Personalities with short attention spans, ala mine, tend to jump around on ideas a lot. Heck, I've met a lot of artists who never finish anything because they either aren't content with it or another shiny idea distracts them. I'm surprised I can dedicate myself to one idea for so long and actually get projects finished, considering I have one of those personalities. To help temper that tendency, I have to have a very linear writing process where I can't skip ahead and write the scenes I want to. I have to write the in-between-scenes before the big confrontations. I have to write the development scenes before the action goes down. The lulls have to be the hardest part to write because of the potential for distraction.

Unfortunately this has happened and I've been plagued by the urges to rewrite, revise, skip around, deviate from my outline until the entire WIP is not salvageable. Resisting these urges is a trial in itself. When one of them proves necessary, like rewriting the opening, I can take a break from new material to fulfil it. However, the strong revision bug always inspires the same question, if this is boring me, then won't it be boring for my reader?

I've read on plenty of blogs that if a scene is boring you, you should change it to something that doesn't bore you. The writer's boredom is obvious to the reader through their writing. Of course, these train wrecks can be cut in the editing/revision stage, but getting through them is a test in itself. So, if a scene isn't interesting to me, in theory I should change it. Change it to what, though? That makes for either many hours of delightful brainstorming that renews enthusiasm, or many hours of sitting there, staring at a blank word processor and slowly killing your eyesight.

The two best solutions I've found, so far, while investigating ways of ending these creative dole drums, is rambling on for a paragraph or two about nothing until an idea hits and you roll with it, or rewriting the scene from the beginning from a few experimental angles to see what sticks. It's like spaghetti noodles! You see it's ready when it sticks to the wall. Or that's how the wives' tale goes...

What are some of your ways of breaking the infamous 'writer's block'? Do you think it even exists? Your thoughts are much appreciated! :)

On a side note, I have good news and bad news. The good, I have been searching for summer employment and finally landed a cashiering job at Borders! The bad, my Kobo screen turned all black and I can't read a thing on it. So, unfortunately I have to spend a good amount of money getting it's going to be awhile before I can revel in portable ebooks again.

Tuesday, May 3, 2011

Back and Better!

Yes, after a rather forced hiatus from blogging because of end of semester crunch (thank God it's over!), I'm back and excited to get some time off to catch up on my word count and my reading.

Today is mostly about status updates.

First: If you didn't already know, I've created an author page with a spiffy domain name of its own and everything. Just this past weekend, I added a character art section where visitors can view drawings made by other people, and even a few by yours truly. If it sounds interesting, do check it out at ! That's also one of the places where I'll be making big time updates as to the status of FAERIE GAMES and other developments, so keep it in mind, spread it around a little. :)
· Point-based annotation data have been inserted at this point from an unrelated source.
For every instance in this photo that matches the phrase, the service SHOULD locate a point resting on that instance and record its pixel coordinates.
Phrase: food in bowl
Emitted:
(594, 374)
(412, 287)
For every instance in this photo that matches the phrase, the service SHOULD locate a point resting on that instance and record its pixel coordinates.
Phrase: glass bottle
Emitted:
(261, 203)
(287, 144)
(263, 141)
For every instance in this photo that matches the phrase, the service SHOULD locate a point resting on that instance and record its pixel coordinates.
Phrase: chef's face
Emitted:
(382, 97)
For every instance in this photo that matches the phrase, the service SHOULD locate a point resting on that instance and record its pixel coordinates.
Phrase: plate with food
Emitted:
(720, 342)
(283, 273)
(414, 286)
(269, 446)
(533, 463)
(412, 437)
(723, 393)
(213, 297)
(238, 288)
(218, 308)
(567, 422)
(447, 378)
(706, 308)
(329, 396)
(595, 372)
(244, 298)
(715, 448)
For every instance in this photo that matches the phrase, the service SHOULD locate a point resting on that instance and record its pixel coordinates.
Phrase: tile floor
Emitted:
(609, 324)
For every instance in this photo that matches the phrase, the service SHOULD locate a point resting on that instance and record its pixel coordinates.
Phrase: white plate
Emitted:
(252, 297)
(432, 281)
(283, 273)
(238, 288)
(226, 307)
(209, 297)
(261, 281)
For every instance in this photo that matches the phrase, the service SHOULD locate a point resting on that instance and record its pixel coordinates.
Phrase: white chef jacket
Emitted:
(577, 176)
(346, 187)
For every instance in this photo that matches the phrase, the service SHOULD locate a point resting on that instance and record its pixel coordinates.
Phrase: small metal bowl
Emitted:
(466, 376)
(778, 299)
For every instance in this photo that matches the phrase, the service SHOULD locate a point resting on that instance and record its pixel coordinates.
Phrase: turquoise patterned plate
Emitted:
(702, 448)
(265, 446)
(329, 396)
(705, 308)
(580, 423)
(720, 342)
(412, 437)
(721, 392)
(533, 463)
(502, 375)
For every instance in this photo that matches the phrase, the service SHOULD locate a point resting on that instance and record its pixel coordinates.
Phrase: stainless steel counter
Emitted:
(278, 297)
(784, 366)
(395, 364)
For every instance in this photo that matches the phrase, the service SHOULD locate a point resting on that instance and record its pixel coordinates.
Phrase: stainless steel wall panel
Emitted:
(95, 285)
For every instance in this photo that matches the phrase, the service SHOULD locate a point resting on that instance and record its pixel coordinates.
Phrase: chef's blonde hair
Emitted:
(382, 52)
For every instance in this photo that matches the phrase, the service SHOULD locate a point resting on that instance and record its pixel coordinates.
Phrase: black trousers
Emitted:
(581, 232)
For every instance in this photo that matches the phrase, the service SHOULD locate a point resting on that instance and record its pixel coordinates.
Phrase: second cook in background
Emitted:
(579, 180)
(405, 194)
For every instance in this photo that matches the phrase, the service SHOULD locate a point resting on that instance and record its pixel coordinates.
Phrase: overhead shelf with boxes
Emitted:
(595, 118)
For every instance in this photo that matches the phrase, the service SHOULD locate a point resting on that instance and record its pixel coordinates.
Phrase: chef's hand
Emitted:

Second: I finally got an e-reader, a Kobo, but unfortunately I that means I can't get kindle formats in there. Some of them transferred over okay, so I have a few weeks I can go, but they will run out eventually. For those of you who frequent ebooks regularly, where else is a good place to find different, more open formatted ebooks? Any suggestions, promos?

That's about it for me today. I'll do my best to have a review posted by around Friday or Saturday. I hope everyone else is having a good, stress-free week!